Gândara is a neighbourhood of the Portuguese city of Póvoa de Varzim.

History
Gândara was between the 16th century and the 18th century, the main reason for disputes between Póvoa de Varzim town hall and Barcelos of the House of Braganza, as it already had a considerable population. Póvoa de Varzim claimed that its municipality corresponded to the medieval Villa Euracini or the old parish of Argivai. On the other hand, Barcelos justified that it had most status in the region; and under the domain of the House of Bragança it kept the Gândara in its domains, leaving the town of Póvoa de Varzim divided in half, controlling only the royal land given by King Denis (the southwest of the current parish of Póvoa de Varzim in its domains).
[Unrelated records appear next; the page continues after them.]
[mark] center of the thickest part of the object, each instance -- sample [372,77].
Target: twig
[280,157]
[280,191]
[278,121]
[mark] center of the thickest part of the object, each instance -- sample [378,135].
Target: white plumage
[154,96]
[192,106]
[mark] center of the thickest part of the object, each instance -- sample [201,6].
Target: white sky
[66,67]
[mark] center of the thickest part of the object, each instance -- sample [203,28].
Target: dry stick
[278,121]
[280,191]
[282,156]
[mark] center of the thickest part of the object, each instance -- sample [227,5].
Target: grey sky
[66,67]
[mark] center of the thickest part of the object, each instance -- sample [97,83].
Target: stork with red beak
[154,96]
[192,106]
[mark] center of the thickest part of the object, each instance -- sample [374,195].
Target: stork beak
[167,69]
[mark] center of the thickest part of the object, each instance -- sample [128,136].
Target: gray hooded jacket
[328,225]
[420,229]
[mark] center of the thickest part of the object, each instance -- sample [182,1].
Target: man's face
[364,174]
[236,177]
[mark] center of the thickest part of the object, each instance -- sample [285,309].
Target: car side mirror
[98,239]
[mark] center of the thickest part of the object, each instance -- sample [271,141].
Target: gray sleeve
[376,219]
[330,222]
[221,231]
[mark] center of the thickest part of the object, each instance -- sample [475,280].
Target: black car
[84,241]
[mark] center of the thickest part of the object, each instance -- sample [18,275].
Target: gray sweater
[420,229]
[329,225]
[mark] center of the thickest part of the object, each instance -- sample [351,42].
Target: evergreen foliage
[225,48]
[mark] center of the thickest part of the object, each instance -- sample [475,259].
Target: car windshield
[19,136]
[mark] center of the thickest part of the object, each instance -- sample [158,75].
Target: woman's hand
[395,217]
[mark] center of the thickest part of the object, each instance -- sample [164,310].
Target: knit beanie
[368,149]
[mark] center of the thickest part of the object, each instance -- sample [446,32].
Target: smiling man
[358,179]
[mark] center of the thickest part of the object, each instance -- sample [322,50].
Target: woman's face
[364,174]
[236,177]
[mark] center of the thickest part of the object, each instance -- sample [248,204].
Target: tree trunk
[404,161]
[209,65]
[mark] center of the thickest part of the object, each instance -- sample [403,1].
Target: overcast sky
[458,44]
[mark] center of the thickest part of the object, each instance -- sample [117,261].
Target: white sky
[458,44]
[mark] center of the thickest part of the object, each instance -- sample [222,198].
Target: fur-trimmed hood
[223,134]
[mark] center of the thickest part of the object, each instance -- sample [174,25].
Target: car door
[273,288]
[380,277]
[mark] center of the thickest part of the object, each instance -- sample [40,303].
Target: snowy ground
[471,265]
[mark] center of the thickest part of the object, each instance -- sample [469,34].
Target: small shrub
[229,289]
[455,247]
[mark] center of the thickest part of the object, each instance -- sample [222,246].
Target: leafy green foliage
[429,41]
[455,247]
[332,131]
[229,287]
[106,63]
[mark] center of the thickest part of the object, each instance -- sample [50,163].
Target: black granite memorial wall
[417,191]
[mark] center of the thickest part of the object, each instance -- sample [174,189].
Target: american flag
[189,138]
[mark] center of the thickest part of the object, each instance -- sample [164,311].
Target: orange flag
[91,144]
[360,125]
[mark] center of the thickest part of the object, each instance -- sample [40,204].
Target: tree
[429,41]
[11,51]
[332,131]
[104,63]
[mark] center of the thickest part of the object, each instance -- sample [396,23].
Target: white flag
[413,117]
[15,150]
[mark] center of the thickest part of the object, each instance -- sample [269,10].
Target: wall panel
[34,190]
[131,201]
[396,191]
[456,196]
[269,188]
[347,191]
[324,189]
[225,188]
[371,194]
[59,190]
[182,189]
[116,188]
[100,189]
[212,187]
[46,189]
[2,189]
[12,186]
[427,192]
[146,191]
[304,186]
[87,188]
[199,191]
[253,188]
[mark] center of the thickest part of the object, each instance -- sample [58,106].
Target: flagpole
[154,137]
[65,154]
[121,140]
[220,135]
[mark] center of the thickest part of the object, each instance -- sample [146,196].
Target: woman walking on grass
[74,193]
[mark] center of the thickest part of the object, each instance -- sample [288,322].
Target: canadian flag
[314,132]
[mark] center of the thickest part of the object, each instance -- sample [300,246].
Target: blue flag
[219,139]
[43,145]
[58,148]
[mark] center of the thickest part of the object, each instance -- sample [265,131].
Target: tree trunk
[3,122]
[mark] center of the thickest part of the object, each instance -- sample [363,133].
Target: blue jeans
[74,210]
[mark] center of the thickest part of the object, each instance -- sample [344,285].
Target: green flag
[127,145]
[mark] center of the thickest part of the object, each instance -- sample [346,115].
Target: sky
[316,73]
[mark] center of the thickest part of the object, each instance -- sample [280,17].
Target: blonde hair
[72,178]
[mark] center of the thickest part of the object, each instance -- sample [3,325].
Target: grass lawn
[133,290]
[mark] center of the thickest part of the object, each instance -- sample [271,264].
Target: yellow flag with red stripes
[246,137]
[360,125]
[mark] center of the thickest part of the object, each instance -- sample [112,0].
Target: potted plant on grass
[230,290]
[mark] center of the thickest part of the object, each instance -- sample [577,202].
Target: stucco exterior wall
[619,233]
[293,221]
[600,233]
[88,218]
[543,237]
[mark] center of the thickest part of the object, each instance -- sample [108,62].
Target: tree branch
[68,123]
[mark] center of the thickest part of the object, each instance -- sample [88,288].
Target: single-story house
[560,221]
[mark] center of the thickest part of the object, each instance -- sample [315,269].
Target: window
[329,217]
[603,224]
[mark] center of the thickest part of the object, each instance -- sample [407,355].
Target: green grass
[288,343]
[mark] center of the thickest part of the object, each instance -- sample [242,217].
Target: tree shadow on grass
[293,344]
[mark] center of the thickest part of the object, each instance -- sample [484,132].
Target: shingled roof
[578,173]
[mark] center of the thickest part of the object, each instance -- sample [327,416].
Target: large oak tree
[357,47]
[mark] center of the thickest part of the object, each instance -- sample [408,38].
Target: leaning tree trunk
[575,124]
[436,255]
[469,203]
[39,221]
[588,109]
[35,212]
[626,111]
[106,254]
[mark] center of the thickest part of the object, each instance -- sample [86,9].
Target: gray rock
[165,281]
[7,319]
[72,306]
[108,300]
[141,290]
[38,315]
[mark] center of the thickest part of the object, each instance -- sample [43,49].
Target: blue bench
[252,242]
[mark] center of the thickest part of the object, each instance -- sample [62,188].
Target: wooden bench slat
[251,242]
In 1707, following a royal determination, Corregedor Gaspar Cardoso demarcates the municipality of Póvoa de Varzim, including most of Gândara, considering groundless the demarcations of the House of Bragança. In the 19th century, the territory of Póvoa de Varzim was considerably enlarged, ending the rivalries with neighbouring Barcelos.

In 1833, the Bairro de Argivai (Quarter of Argivai) of the town, a civil entity distinct from the ecclesiastical parish, extended in 1833 to Bom Sucesso Chapel.